When will there be Harmony?

By Michael Edwards - 28 July 2017
When will there be Harmony?

‘White trash,’ ‘dumbass libtard,’ ‘right-wing fuckhead:’ have we all gone mad?

Q: “Why are you such a dumbass?

A: Why are morons like you allowed to breathe and steal air from human beings?”

If someone approached you in this way, would you work with them on common problems? Unlikely isn’t it, yet this kind of exchange is increasingly routine—I took this one from the Facebook page of my own community in the Catskills.

“Welcome to America dumbasses. You can start your ‘No Hate Army’ but understand we still hate you.”

Thanks for that, Country Boy @jump396. Maybe you’re the “beer drinking, meat eating, gun owning, terrorist hating, liberal destroying, flag flying, America loving, commie killing, motherfucker Obama warned you about” that I see on bumper stickers at my local shopping mall.  

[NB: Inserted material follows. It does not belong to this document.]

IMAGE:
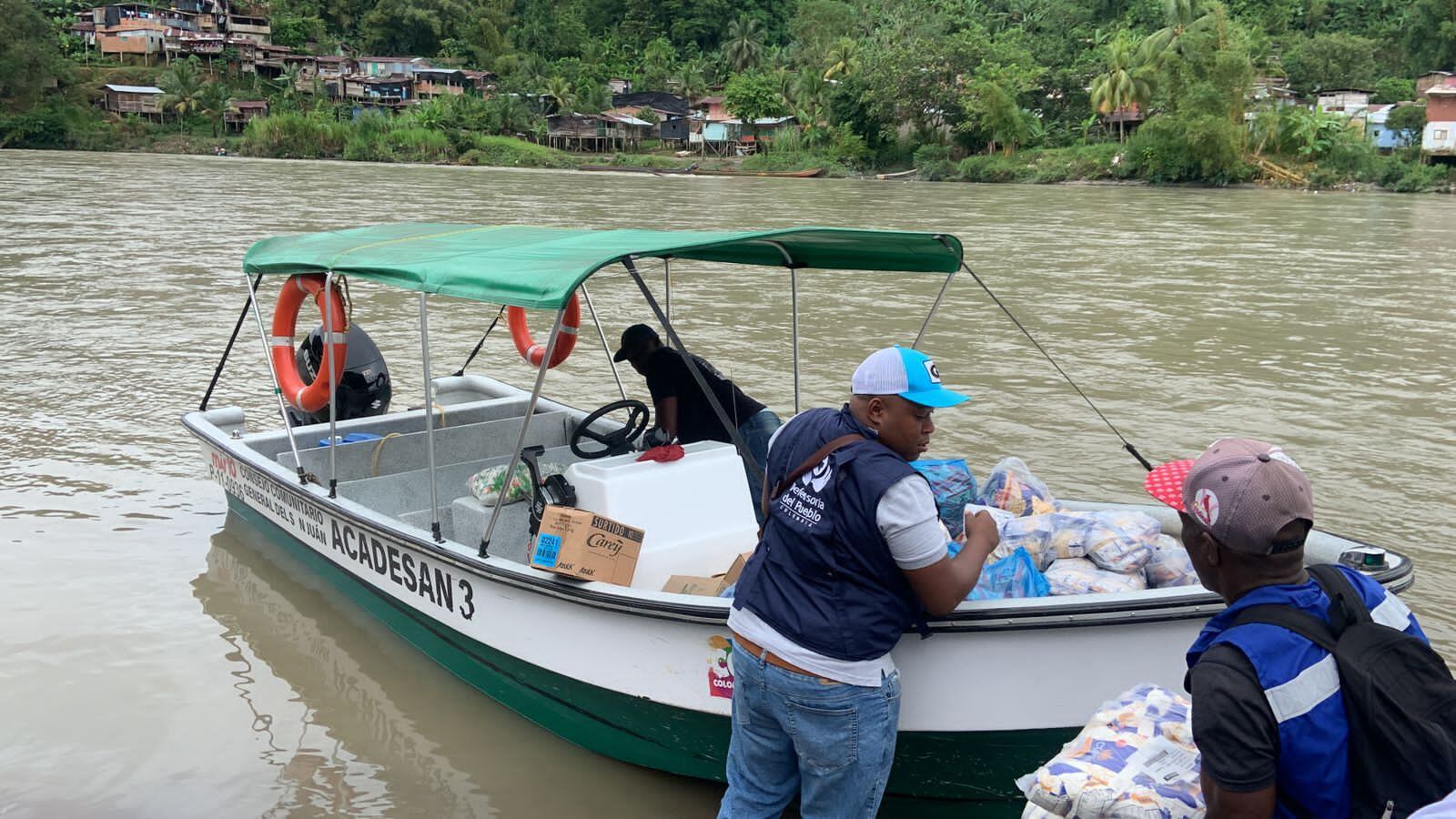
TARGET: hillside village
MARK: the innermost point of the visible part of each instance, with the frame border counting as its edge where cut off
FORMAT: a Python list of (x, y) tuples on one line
[(217, 31)]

“You should be sent to ISIS to be killed with real knives” for putting on a Trump-themed version of Julius Caesar in New York’s Central Park. Oh really—have you ever seen ISIS in action? Yes that’s right I’m a “libtard”—the increasingly-popular shorthand for ‘retarded liberal’ among those who see liberalism as a ‘mental illness’ and progressives as ‘diseased.’

Those of us on the left don’t like to think of ourselves as part of this noxious trend—it’s always ‘them’ not ‘us’ that creates the problem—but here’s a selection from my own recent twitter feed in reference to people (a.k.a human beings) who voted for Donald Trump: ‘right wing fuck-heads,’ ‘white trash,’ ‘redneck morons,’ ‘Nazi scum,’ ‘dumb white bitches,’ ‘racists,’ ‘bigots,’ ‘fascists’ and ‘brain-washed religious fanatics.’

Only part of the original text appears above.